According to a new study that was published Tuesday in the journal JAMA Network Open, vaping cannabis at any frequency was linked with symptoms of bronchitis and wheezing in young adults around 19 years old.

It was last year that EVALI emerged, a mysterious case of lung injury associated with using e-cigarettes or vaping products. Over 2,800 people from all 50 states and even D.C., Puerto Rico, and the Virgin Islands had been hospitalized or died from the condition that was named by the CDC.

“With (Covid-19) happening, we just kind of knew that people who had vaped nicotine or had vaped cannabis were presenting a unique respiratory illness that wasn’t really well understood,” said Jessica Braymiller, the study’s first author.

Braymiller is a postdoctoral researcher at the Tobacco Center of Regulatory Science at the University of Southern California.

“The pandemic has really underscored the importance of understanding what could make respiratory symptoms worse.”

The current study surveyed over 2,000 young adults with an online questionnaire that had recently graduated from Southern California high schools and reported their history of vaping and smoking behaviors, and respiratory health symptoms.
The study found that those who had vaped cannabis any number of times from within the last month to their overall lifetime had a stronger link to symptoms of bronchitis compared to people who had never vaped cannabis. Interestingly, the more times those participants had vaped cannabis in the last month, the stronger the risk was.

It was also revealed that vaping the drug on three or more days in the last 30 days was connected with twice the risk of wheeze and whistling in one’s chest in the past year.

The study “continues to show the findings that inhalation leads to airway inflammation manifested” said Dr. Albert Rizzo, the chief medical officer of the American Lung Association to CNN. Rizzo was not a part of the study.

“More research is needed to determine if these relatively short term observations are harbingers of chronic changes and the development of chronic lung diseases,” Rizzo added.
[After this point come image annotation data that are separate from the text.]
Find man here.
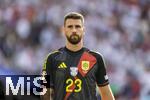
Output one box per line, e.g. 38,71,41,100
42,12,114,100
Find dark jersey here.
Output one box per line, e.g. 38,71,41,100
43,47,109,100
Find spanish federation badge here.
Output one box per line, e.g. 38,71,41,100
81,61,90,73
70,67,78,77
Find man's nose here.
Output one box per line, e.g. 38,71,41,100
72,27,77,32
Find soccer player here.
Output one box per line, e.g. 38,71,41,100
42,12,114,100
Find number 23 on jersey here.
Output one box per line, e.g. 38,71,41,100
66,78,82,92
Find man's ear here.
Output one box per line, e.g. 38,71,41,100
61,26,65,35
83,26,85,35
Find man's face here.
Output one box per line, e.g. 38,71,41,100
64,19,84,45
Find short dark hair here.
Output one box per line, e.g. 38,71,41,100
64,12,84,26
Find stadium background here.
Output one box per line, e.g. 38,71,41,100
0,0,150,100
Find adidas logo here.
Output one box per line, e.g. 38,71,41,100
58,62,67,68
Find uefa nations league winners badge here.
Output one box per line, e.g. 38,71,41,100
70,67,78,76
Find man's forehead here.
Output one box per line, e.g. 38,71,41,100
66,19,82,25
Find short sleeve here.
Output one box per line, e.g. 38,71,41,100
96,54,109,86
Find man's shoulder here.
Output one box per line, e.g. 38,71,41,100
47,47,64,58
89,50,103,58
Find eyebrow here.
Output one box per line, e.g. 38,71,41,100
67,25,81,28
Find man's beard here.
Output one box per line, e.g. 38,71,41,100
66,34,82,45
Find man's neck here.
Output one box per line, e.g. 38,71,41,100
66,40,83,52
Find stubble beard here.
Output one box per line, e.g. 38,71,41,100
66,34,82,45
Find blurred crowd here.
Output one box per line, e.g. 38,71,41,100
0,0,150,100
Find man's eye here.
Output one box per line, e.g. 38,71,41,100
68,25,73,28
76,25,81,28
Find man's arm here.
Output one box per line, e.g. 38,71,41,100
99,85,115,100
41,88,54,100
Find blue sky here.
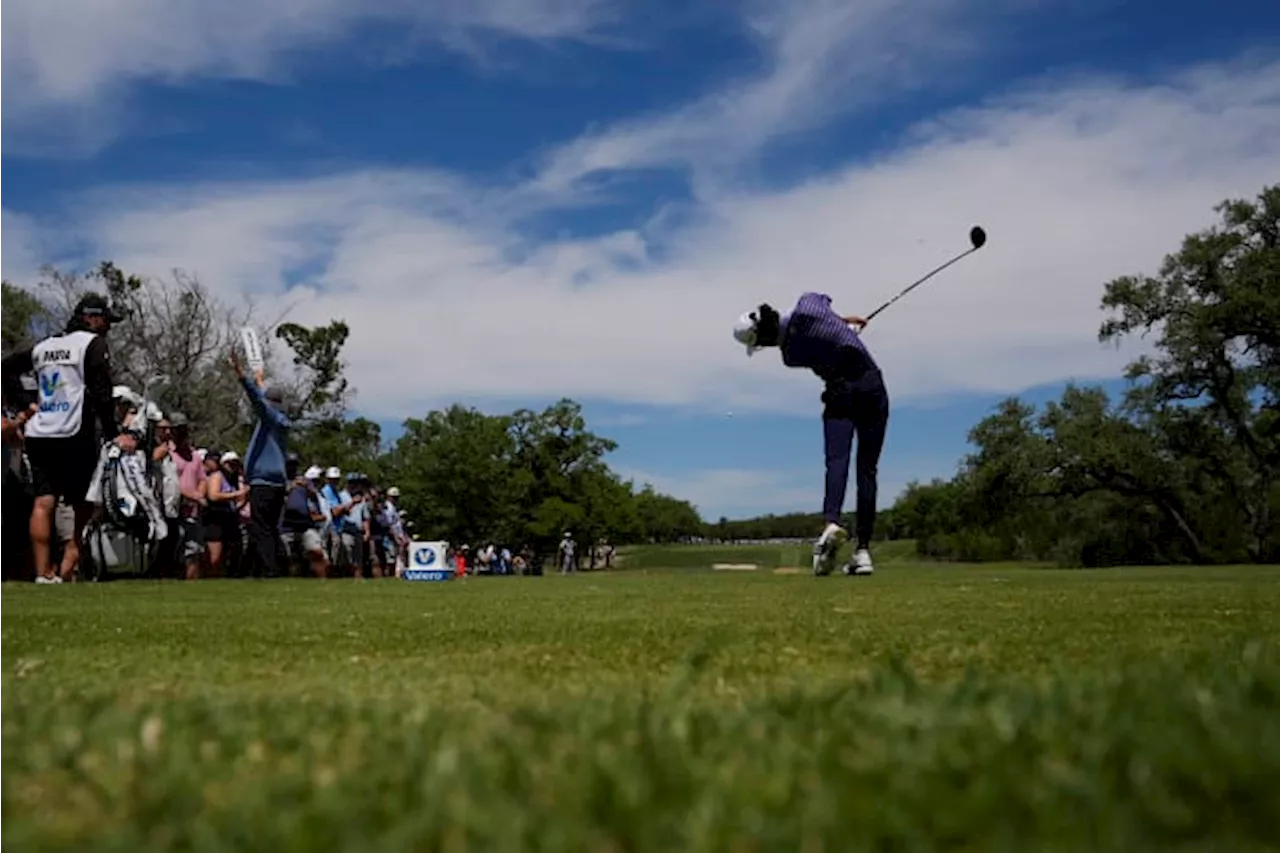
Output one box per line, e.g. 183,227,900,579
0,0,1280,517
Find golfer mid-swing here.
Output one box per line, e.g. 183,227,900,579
733,293,888,575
“The main takeaway is that using any kind of e-cigarettes has adverse effects for teenagers’ health. Particularly so for putting cannabis in e-cigarettes,” remarked Thomas Wills, professor and director of the Cancer Prevention in the Pacific Program at the University of Hawaii Cancer Center.

“Using cannabis obtained from illicit sources raises” the additional risk of developing EVALI, Wills, added. Wills also was not involved with the study.

There are a lot of scientists who still don’t know about the effects of vaping on lung health, “whether it is nicotine or cannabis products,” Rizzo said.

“The best course of action to benefit your health is to refrain from the use of any tobacco products since we have abundant data on its health effects … the answers are not in as yet regarding the long term effects of vaping cannabis products.”

“Any individual that has or develops the above symptoms, especially in this time of COVID-19, should discuss the symptoms with their health care provider,” Rizzo further said.